The world was a better place when white people listened to Prince. Hell, even Motown was a grand and glorious thing, a brief, shining moment of deeply integrated audiences.
Now there's a whole field of scholarly articles to be written (and being written, I'm sure) on the tension and exchange between black and white popular music. (Elvis back in the day, Justin Timberlake and rap-metal more recently.) I am continually amazed however, at how segregated the listeners are. The Detroit/Windsor "New Rock" station, 88.9FM, consistently plays the new Eminem and Beastie Boys tracks, but no other rap. Ice T's band Body Count and Rage Against the Machine may have blazed the way, but who had even heard the term "rap-metal" until Korn and Limp Bizkit came along?
There, of course, is still a fair amount of crossover. Usher sells wherever he goes. White kids buy "Chappelle's Show" DVDs in droves. But I think we white folk would all be a bit better off if we didn't wait for some kid breaking out from his boy band to drag us into the Neptunes. Matt from Snarkmarket speaks highly of John Legend. (Scroll down to January 17.) Go pick up some Prince. Hell, go buy a Temptations "best of" disc. Or, better yet, "Keep It Simple" by Keb' Mo' is fabulous.
Alright, I didn't quite get where I was going, but the point of all this was supposed to be how I was almost in tears at the end of Claudia Roth Pierpont's New Yorker article on George Gershwin. From the glissando that gets "Rhapsody in Blue" rolling to the gorgeous lullaby "Summertime" from "Porgy & Bess" (Leontyne Price's version is beautiful, but I have a soft spot for Peter Gabriel's as well), Gershwin is an important crossing point for black and white music, if for no other reason than that he started to infuse jazz into classical music. (If you don't know about jazz, I'm not the person to bring you up to speed, except that it's one of the few places in U.S. history where "black" and "white" have meant so little.)

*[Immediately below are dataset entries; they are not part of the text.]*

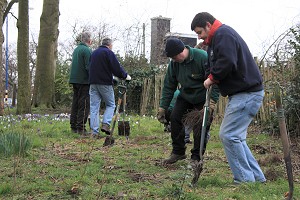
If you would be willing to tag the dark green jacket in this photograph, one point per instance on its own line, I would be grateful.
(80, 64)
(191, 75)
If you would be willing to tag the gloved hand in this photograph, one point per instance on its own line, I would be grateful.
(116, 80)
(161, 115)
(128, 78)
(212, 105)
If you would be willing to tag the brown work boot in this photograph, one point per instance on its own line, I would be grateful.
(173, 159)
(106, 129)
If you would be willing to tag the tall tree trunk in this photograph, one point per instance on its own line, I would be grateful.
(2, 7)
(44, 93)
(24, 86)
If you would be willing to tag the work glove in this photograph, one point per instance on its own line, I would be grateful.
(212, 105)
(128, 78)
(116, 80)
(161, 115)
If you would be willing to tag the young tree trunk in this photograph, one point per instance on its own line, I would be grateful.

So, Gershwin's the man, and go buy some Prince.
1 comment:
Gav writes: "Gershwin's the man, and go buy some Prince." Yes and yes. (I loved the New Yorker article too.)

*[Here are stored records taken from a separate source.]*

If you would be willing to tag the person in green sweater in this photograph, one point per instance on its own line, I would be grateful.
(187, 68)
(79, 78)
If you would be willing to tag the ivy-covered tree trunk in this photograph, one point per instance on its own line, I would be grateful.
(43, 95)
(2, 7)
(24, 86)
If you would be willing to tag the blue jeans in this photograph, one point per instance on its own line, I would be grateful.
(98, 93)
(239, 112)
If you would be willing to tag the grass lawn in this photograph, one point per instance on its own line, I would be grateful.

I think we can separate musical integration (white guys successfully playing "black" music, from Gershwin to Elvis to Adrock) from artist integration (An Eminem/Jay-Z tour, or rock, blues, and soul artists together at Monterrey Pop), which in turn is different from "crossover" phenomena (Public Enemy's huge white audience, or Mexican kids who love Morrissey). All of these things, however problematic, can be good or bad -- often good first, then bad.
What you really hope for is continued dialogue -- which jazz has pulled off better than any of the other musical genres, at least since mid-sixties rock-and-roll. I'm betting this is because jazz still has a large, integrated audience and pool of performers. (As Gav pointed out to me about five years ago, only middle-aged white guys still play and listen to the blues.)